ATHLETES take supplements stand a one in five chance of testing positive for a banned substance and it is unlikely that the supplement will be of any use at all, the chairman of the Irish Sports Council’s anti-doping committee warned yesterday.

Dr. Conor O’Brien was speaking as the Minister for Arts, Sport and Tourism, John O’Donoghue, signed the Copenhagen Declaration Against Doping in Sport with a warning that Ireland intends to play its full part in the global fight against doping in sport.

And Dr. O’Brien’s advice on supplements was quite simple: Don’t take them. If you feel unwell or feel you need a tonic go to your doctor and he or she will prescribe something that is safe, efficient and will not result in a positive test.

“If you take them (supplements) you have a one in five chance of having a positive test,” he said. “And we don’t believe they work to any great extent and, in fact, they may cause side-effects.

“There are three things about supplements that we now know. The first thing is that they don’t work. All the research has indicated that there is very little proper positive scientific data to say supplements make any difference.

“The people who advertise them or sell them will give this nebulous research that is rarely ever published in proper medical journals.

"They almost play on the insecurities of athletes by saying you need to take something.

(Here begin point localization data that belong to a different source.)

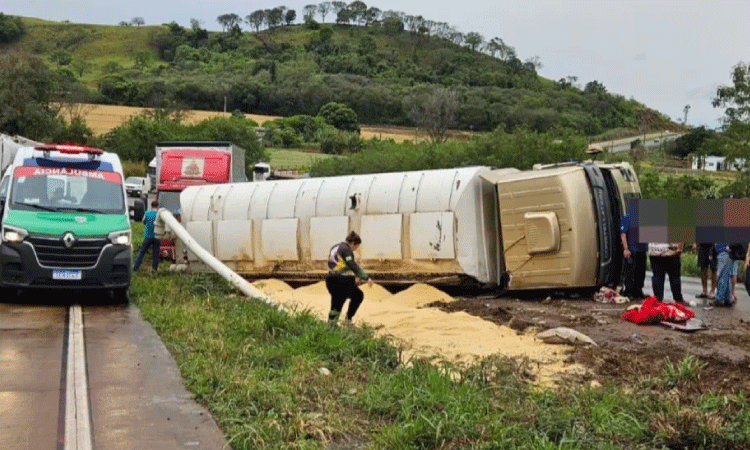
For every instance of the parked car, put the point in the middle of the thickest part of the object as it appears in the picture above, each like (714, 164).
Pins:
(136, 186)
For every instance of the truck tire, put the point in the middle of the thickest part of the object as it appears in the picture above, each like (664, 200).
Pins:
(121, 296)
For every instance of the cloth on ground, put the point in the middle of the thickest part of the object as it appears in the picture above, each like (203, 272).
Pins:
(652, 311)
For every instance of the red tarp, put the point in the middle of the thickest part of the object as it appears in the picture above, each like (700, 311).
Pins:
(652, 311)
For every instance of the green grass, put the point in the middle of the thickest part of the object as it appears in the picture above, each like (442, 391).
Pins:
(258, 370)
(285, 159)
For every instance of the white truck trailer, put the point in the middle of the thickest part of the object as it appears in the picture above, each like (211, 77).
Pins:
(553, 227)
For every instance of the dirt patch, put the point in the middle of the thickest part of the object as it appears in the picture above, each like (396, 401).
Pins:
(626, 351)
(422, 332)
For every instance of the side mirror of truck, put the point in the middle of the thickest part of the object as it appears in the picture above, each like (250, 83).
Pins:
(138, 210)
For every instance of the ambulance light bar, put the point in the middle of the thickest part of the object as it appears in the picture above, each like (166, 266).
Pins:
(69, 149)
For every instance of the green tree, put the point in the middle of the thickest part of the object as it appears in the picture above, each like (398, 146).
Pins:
(474, 40)
(393, 26)
(26, 87)
(735, 98)
(11, 29)
(691, 142)
(256, 19)
(228, 21)
(290, 16)
(435, 112)
(340, 116)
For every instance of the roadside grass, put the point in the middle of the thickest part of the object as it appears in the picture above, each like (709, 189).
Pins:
(260, 371)
(285, 159)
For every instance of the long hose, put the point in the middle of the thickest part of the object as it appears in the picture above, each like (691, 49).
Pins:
(166, 223)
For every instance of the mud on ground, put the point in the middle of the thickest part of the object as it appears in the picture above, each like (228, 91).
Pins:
(626, 351)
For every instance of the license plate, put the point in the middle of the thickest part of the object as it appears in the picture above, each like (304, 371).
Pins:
(66, 274)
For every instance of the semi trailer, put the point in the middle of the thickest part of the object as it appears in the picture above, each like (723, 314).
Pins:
(556, 226)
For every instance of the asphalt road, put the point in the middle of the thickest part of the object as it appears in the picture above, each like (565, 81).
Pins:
(649, 141)
(720, 317)
(137, 398)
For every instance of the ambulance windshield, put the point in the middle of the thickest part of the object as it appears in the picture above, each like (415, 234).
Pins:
(65, 189)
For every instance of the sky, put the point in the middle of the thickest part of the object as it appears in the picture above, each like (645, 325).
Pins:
(666, 54)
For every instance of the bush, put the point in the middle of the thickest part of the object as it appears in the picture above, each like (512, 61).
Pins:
(336, 142)
(340, 116)
(11, 29)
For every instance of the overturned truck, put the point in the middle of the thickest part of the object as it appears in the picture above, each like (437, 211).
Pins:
(552, 227)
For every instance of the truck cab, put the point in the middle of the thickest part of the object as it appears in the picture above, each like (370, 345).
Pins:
(65, 221)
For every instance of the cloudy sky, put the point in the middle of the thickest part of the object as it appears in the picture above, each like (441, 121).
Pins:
(664, 53)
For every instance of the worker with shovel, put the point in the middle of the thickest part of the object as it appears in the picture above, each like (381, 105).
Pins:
(340, 285)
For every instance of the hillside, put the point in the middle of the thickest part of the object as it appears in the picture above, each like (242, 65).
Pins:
(378, 71)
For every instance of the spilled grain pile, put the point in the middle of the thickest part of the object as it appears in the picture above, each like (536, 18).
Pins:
(427, 332)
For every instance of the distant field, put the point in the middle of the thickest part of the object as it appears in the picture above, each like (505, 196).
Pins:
(103, 118)
(285, 159)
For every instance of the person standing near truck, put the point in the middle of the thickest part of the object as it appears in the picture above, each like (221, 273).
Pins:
(634, 259)
(665, 260)
(149, 239)
(340, 285)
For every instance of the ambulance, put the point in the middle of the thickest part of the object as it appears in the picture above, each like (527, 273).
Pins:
(65, 221)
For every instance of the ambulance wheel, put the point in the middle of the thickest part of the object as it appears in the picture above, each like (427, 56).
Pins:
(121, 296)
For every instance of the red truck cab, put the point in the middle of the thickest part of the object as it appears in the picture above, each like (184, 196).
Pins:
(184, 164)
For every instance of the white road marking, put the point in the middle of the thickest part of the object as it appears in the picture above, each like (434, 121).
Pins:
(77, 417)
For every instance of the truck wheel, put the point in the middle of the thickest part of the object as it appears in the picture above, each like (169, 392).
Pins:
(121, 296)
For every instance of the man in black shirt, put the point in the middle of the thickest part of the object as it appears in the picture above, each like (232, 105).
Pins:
(340, 285)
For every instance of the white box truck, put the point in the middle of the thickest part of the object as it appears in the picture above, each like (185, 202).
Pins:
(552, 227)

"A big issue about them is that we now know in the last year that one in five of all supplements used and sold in Europe are contaminated by agents that will cause a positive drug test.

"You have a one in five chance of having a positive test if you take these agents and those odds are bad. If you are messing with those agents you are taking an unnecessary risk of having a positive test.

“Are they safe? In the main many of them are not safe. In the case of iron supplements - anyone who has worked in a casualty department will know that you often get children coming in who have taken their mothers’ iron tablets and they may be extremely unwell and extremely sick.

"Many of those food supplements have all been showed to cause medical side-effects.

“Even going back to our annual Creatine debate, some of the research from France last year showed that it may be a much more serious agent to be taken and if it is cooked in a particular way it may in fact cause significant side affects.”

He warned that many of the supplements that are being used - particularly what he called the internet supplements - were made in small garage operations.

He said they were not made by the pharmaceutical companies and on Monday and Wednesday this company might well be making a supplement but on a Tuesday and a Thursday might well be making an anabolic agent.

Supplements could become contaminated because the pipes and the various materials and substances used are the same.

Sports Minister John O’Donoghue said he was pleased to say that Ireland’s formal ratification of the Council of Europe’s Anti-Doping Convention came into effect on March 1.

“This ratification has been a most significant development in that it confirms that our national anti-doping programme has gained the seal of approval internationally.”